Cependant, compte tenu de l’évolution des relations internationales, deux facteurs semblent relever des lacunes majeures dans le droit international concernant les observateurs. D’une part, des oig de diverses envergures régionales et continentales ont émergé dans le monde depuis la seconde moitié du 20e siècle, et ces oig n’ont pas de mandats universels, contrairement à la sdn ou à l’onu. D’autre part, des mouvements de libération nationale (mln) et des entités non étatiques, généralement connues sous le nom d’organisations non gouvernementales (ong), s’efforcent de plus en plus d’acquérir le statut d’observateur auprès des oig. Il y a, d’ailleurs, le nouveau phénomène des oig qui souhaitent obtenir la qualité d’observateur auprès d’autres oig, comme c’est le cas par exemple entre l’Union africaine (ua) et l’Union européenne (ue). L’auteur montre bien cette lacune (p. 28), qui tient au fait que le droit international n’a pas encore pris en compte cette évolution, et n’a donc pas de règles claires sur l’octroi de la qualité d’observateurs auprès des oig régionales ou aux délégués des entités non étatiques.
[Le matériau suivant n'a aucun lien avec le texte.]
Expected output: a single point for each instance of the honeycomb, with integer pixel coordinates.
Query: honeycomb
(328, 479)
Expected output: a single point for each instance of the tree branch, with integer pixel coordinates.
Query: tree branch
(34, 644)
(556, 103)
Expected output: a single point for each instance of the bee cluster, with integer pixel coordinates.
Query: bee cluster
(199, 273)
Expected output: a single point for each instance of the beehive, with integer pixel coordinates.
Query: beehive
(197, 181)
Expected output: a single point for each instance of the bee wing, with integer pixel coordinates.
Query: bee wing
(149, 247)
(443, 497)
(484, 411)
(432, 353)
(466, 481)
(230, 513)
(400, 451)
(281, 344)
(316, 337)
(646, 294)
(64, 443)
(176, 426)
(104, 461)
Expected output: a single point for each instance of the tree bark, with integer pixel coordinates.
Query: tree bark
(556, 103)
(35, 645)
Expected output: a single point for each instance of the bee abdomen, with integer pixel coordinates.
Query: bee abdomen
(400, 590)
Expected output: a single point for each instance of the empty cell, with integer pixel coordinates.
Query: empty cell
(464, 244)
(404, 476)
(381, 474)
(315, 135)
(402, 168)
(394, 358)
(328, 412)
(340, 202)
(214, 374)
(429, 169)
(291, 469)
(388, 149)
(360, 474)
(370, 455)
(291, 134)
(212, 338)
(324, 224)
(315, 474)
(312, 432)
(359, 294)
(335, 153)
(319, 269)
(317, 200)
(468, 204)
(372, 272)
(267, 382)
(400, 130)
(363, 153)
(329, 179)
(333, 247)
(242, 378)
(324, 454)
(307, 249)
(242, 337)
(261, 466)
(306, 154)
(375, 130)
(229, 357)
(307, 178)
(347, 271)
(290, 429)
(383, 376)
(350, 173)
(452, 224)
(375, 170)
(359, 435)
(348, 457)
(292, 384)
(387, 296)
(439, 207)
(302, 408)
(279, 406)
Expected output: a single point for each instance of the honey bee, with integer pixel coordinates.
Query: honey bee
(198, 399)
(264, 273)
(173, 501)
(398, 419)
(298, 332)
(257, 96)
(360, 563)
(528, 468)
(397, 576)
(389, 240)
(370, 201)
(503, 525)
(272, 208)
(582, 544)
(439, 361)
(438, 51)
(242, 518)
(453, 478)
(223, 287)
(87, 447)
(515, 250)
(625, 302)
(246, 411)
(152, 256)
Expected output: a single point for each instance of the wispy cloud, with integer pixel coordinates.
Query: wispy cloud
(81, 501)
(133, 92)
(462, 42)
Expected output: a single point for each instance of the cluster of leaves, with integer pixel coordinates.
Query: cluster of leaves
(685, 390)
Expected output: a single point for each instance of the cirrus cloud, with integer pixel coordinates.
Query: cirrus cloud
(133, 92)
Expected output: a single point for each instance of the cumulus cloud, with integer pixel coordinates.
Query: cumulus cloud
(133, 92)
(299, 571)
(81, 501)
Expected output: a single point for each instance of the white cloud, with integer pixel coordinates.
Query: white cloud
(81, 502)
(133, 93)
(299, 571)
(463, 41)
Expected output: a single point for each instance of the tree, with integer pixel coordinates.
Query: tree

Ainsi, pour remédier à cette lacune, ces organisations tentent d’élaborer, elles-mêmes, les principes et les modalités d’octroi du statut d’observateur aux entités non membres.
Il convient d’observer également que si de nos jours des observateurs, tels ceux qui ont participé à la conférence de Lausanne, existent encore, puisque les conférences internationales se poursuivent, des États non membres, mais les oig aussi, accréditent maintenant des missions « permanentes » d’observation auprès d’autres oig. Ces deux types d’observateurs relèvent de deux domaines différents en droit international. Les premiers, temporaires, bénéficient de moins de privilèges que les seconds, permanents, qui sont traités de façon générale mais à tous les égards comme le sont les missions diplomatiques bilatérales entre États souverains. Sur ce dernier point, l’auteur trouve regrettable que la convention de Vienne sur les relations diplomatiques n’ait pas accordé à l’État hôte le droit de regard et de refus par rapport au personnel des missions permanentes d’observation auprès des oig se trouvant sur son territoire (p. 138). À mon avis, et nonobstant la pertinence de certains arguments avancés par l’auteur, je pense que celui-ci néglige les risques encourus pour les relations internationales si tel était le cas. Imaginons, pour s’en rendre compte, les difficultés qu’auraient pu éprouver les Iraniens et les Nord-Coréens dans la composition de leurs missions auprès de l’onu, basée sur le territoire américain, considérant les relations d’animosité entre ces deux pays et Washington.
Cet ouvrage pourrait s’avérer fastidieux dans certaines de ses parties pour le non-spécialiste, mais il s’agit de descriptions nécessaires pour mieux contextualiser les discussions qui s’ensuivent. Très riche, il constitue une bonne référence pour les diplomates, les juristes, les chercheurs et les étudiants qui s’intéressent au phénomène étudié.